For comparison, the U.S.-focused Vanguard High Dividend Yield ETF (VYM) has an average P/E of 19.1 and an earnings growth rate of 10.7%, which gives it a PEG ratio of 1.79. This significant valuation gap suggests that the VYMI could be a good value, even at its current price.
However, investing in foreign companies carries additional risks, such as exchange rate risk and political risk. Tariffs and trade wars can also affect international companies more than domestic businesses. Despite these risks, the VYMI appears to be an attractive investment opportunity for those looking for reliable income and exposure to high-quality international stocks.
The bottom line
I have shares of the VYMI in my portfolio and it has been one of my top-performing investments of 2025. However, that doesn't mean that it's expensive, and I'd be comfortable adding to my investment at the current price. And if it stays this cheap relative to U.S. high-dividend stocks for long, that's exactly what I plan to do.
Should you invest $1,000 in Vanguard International High Dividend Yield ETF right now?
Before making an investment decision, consider the following:
- The Motley Fool Stock Advisor analyst team has identified 10 top stocks for investors to buy now, and the VYMI wasn't one of them.
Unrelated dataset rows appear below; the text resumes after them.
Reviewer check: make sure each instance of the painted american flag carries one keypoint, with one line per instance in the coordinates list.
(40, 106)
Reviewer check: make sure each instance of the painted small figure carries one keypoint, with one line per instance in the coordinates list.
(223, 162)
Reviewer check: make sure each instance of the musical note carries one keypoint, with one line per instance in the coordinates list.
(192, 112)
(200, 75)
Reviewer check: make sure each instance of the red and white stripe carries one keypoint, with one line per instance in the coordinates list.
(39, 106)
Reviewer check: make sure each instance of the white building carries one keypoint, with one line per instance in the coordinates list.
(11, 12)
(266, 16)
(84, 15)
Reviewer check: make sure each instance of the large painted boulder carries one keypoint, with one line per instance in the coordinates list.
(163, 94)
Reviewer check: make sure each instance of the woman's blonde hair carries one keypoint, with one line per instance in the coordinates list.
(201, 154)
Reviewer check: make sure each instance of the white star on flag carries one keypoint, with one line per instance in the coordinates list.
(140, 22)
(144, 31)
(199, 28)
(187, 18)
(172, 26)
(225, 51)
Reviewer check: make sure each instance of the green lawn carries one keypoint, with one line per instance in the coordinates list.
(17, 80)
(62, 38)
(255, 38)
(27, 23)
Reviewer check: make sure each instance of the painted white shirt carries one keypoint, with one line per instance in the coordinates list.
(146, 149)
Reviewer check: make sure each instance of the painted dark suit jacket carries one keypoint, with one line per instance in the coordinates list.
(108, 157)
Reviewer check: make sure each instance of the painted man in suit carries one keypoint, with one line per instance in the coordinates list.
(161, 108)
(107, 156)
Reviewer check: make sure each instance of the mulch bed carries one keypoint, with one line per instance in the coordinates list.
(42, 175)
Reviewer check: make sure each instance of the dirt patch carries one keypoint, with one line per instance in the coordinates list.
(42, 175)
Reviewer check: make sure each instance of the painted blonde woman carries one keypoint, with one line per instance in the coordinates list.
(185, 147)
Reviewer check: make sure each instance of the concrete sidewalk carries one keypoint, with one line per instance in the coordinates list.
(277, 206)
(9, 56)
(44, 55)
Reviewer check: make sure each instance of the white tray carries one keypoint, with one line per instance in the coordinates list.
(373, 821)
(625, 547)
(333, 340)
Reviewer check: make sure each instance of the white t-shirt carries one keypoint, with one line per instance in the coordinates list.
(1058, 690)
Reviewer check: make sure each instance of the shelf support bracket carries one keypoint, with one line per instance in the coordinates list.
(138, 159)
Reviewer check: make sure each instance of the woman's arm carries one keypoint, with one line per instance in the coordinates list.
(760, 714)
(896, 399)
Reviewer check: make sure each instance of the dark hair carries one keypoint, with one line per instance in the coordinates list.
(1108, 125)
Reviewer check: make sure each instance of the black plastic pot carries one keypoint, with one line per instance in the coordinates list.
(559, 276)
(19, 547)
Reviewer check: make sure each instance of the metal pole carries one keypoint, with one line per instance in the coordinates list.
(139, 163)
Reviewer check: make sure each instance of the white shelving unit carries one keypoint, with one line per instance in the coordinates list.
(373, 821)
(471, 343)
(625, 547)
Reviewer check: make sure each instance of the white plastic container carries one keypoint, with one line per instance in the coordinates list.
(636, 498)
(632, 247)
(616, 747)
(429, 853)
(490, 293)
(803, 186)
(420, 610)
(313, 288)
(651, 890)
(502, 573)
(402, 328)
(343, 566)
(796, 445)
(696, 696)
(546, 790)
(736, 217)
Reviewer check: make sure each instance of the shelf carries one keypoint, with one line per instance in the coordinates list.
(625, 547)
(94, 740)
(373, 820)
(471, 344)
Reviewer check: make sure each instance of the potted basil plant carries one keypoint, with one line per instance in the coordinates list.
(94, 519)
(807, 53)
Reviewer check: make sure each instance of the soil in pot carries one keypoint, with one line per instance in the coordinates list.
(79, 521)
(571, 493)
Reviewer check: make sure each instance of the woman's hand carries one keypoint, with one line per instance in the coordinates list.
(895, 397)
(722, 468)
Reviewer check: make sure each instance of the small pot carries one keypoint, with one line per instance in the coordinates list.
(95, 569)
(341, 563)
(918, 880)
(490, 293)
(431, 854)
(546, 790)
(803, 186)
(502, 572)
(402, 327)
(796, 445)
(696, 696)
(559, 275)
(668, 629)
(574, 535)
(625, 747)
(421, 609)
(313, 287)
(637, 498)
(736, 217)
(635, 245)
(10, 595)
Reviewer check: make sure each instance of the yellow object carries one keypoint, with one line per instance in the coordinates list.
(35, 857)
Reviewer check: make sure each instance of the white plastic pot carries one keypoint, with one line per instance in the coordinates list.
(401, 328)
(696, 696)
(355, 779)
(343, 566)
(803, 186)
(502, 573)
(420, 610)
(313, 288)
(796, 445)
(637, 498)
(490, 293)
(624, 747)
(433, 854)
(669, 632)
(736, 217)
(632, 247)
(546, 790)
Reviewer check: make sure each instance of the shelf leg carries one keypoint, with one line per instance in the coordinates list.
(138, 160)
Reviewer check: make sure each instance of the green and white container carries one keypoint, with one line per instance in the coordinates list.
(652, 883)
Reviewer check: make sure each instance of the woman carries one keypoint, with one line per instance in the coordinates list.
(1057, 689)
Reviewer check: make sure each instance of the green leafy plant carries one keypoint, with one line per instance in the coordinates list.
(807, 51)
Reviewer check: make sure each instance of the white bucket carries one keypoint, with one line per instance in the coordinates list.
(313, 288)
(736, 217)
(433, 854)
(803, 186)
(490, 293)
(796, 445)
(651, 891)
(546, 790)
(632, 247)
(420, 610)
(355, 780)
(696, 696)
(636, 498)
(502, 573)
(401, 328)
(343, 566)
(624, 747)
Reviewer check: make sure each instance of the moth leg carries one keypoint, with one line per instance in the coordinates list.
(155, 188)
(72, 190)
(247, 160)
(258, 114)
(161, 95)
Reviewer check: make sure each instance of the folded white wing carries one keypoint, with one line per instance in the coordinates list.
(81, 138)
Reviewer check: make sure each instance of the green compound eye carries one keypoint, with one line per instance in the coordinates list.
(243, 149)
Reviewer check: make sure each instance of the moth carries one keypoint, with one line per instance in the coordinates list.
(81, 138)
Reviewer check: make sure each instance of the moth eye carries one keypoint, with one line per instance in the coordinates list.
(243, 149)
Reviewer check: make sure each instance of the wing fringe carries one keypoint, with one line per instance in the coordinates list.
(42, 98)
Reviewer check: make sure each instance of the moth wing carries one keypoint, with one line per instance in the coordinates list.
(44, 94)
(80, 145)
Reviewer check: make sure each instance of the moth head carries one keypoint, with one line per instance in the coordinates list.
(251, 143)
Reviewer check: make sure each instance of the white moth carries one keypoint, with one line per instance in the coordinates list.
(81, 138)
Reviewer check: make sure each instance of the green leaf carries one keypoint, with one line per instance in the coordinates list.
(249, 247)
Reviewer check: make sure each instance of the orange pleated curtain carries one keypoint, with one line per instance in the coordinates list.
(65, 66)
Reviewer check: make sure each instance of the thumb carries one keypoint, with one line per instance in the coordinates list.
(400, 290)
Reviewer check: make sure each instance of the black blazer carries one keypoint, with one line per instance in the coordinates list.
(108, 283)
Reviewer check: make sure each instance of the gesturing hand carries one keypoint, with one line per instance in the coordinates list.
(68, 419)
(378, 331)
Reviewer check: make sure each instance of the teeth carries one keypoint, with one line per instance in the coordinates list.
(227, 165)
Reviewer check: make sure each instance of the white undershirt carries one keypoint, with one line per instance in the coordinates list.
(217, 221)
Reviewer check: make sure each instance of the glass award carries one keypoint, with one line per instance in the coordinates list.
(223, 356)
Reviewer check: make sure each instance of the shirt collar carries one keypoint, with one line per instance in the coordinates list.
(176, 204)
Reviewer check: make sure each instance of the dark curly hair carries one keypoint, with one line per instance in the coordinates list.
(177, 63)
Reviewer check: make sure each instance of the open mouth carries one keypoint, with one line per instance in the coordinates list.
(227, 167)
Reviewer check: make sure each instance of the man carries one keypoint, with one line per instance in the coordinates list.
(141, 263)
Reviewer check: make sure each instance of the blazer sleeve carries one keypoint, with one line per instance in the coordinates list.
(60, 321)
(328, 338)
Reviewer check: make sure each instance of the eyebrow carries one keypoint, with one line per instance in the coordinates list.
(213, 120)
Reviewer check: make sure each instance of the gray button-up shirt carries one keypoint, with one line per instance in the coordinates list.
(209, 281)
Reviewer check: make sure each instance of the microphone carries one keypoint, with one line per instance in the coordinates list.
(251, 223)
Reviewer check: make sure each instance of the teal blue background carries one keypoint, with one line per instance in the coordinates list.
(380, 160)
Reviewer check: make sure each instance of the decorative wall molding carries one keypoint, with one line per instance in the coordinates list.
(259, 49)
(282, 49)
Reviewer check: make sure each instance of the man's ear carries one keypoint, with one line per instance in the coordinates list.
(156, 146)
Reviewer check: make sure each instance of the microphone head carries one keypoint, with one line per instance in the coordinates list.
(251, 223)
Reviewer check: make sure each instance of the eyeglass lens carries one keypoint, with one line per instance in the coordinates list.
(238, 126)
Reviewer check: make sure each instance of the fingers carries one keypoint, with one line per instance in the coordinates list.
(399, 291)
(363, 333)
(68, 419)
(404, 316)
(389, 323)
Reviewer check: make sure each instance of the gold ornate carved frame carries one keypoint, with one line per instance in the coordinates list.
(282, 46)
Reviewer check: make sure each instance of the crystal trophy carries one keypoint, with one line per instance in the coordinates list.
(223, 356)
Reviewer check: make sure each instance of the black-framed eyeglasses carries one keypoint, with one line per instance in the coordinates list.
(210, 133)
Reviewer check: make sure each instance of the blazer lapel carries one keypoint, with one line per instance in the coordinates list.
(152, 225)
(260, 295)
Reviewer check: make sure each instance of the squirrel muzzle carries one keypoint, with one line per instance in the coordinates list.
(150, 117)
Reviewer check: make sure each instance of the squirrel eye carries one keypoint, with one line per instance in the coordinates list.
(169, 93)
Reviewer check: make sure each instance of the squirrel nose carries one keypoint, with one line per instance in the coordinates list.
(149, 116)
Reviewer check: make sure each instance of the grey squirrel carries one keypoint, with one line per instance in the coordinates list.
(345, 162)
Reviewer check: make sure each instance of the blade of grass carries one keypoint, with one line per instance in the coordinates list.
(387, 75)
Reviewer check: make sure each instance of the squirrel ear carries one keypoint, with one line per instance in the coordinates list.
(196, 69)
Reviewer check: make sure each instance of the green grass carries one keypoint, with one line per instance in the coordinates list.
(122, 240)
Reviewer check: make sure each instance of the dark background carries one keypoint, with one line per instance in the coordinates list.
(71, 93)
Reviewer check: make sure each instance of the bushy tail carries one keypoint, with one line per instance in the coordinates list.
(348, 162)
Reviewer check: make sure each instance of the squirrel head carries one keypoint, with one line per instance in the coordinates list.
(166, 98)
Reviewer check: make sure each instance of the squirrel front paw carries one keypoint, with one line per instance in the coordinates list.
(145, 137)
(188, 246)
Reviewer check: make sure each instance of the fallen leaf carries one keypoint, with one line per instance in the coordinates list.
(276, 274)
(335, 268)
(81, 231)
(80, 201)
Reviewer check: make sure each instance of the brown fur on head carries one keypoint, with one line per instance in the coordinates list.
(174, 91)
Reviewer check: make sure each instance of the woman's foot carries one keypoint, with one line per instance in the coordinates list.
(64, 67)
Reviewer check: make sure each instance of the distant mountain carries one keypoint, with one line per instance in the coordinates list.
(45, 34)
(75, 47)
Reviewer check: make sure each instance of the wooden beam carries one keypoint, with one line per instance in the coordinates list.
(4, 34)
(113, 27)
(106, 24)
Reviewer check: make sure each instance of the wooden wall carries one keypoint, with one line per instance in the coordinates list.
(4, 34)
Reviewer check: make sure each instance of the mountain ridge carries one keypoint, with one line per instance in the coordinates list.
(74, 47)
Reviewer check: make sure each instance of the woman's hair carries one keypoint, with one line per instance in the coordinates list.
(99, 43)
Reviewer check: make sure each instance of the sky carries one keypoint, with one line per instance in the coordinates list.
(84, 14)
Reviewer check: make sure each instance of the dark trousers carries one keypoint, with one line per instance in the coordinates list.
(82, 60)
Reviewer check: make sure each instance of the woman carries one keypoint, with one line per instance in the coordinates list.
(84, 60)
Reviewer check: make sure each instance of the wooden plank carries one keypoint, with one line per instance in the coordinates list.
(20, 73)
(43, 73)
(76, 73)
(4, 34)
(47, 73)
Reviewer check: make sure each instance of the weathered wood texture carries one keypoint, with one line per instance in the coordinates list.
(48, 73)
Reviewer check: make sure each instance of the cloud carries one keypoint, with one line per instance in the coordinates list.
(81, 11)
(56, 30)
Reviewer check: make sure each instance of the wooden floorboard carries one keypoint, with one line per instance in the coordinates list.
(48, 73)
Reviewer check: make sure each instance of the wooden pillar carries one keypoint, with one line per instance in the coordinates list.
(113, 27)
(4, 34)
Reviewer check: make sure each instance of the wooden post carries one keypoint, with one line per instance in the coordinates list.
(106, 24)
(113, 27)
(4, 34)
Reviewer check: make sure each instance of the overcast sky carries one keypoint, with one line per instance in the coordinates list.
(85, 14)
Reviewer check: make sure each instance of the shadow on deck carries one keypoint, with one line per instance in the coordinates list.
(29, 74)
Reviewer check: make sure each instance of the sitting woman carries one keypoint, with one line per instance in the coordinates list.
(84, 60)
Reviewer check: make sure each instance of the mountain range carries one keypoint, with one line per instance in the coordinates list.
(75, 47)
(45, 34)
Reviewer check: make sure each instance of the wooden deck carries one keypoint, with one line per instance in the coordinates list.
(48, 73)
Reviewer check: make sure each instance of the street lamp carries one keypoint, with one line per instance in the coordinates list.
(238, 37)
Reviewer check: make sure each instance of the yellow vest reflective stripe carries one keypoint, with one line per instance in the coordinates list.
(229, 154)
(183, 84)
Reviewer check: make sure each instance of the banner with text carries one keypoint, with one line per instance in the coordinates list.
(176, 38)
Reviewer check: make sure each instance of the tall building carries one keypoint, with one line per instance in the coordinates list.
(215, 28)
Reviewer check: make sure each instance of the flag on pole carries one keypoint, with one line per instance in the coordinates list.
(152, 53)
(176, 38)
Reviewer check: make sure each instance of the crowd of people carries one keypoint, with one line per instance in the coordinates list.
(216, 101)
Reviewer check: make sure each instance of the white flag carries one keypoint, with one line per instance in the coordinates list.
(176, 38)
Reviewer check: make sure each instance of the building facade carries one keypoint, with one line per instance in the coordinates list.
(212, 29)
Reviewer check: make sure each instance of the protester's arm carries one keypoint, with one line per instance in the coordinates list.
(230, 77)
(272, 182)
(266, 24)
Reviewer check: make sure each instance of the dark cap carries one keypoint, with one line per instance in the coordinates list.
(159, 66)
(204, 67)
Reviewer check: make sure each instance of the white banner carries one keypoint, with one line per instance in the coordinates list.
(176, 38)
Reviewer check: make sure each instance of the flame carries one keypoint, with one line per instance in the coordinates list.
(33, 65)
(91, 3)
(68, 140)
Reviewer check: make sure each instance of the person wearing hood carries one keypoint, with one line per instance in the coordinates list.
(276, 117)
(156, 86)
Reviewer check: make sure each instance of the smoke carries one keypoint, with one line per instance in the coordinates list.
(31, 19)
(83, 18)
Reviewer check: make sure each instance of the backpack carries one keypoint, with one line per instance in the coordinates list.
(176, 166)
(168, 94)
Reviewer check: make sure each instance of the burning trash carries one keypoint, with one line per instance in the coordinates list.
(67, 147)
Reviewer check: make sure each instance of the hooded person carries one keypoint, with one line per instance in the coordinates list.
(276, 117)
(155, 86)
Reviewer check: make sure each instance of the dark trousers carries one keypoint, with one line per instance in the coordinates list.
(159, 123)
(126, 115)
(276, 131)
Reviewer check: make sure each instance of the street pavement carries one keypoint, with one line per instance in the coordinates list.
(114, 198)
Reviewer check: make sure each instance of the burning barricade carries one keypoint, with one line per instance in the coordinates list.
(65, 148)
- Historically, the Stock Advisor team's recommendations have produced significant returns, with a total average return of 1,047%.
- It's worth noting that Stock Advisor's outperformance is compared to the S&P 500's 180% return.
If you're interested in investing in high-quality international stocks and reliable income, the VYMI may be an attractive option. However, as with any investment decision, it's essential to do your own research and consider your individual financial goals and risk tolerance.
Conclusion
The Vanguard International High Dividend Yield ETF (VYMI) has reached an all-time high, but it still appears to be a relatively cheap investment opportunity compared to its U.S.-focused counterpart. With a dividend yield of about 4.1% and a low expense ratio of 0.17%, the VYMI provides exposure to high-quality international stocks and reliable income. While investing in foreign companies carries additional risks, the VYMI appears to be an attractive investment opportunity for those looking for reliable income and exposure to high-quality international stocks.
It's essential to remember that past performance is not a guarantee of future results, and it's always crucial to do your own research and consider your individual financial goals and risk tolerance before making any investment decision. However, if you're interested in investing in the VYMI or other dividend-focused ETFs, it may be worth considering the potential benefits and risks associated with these types of investments.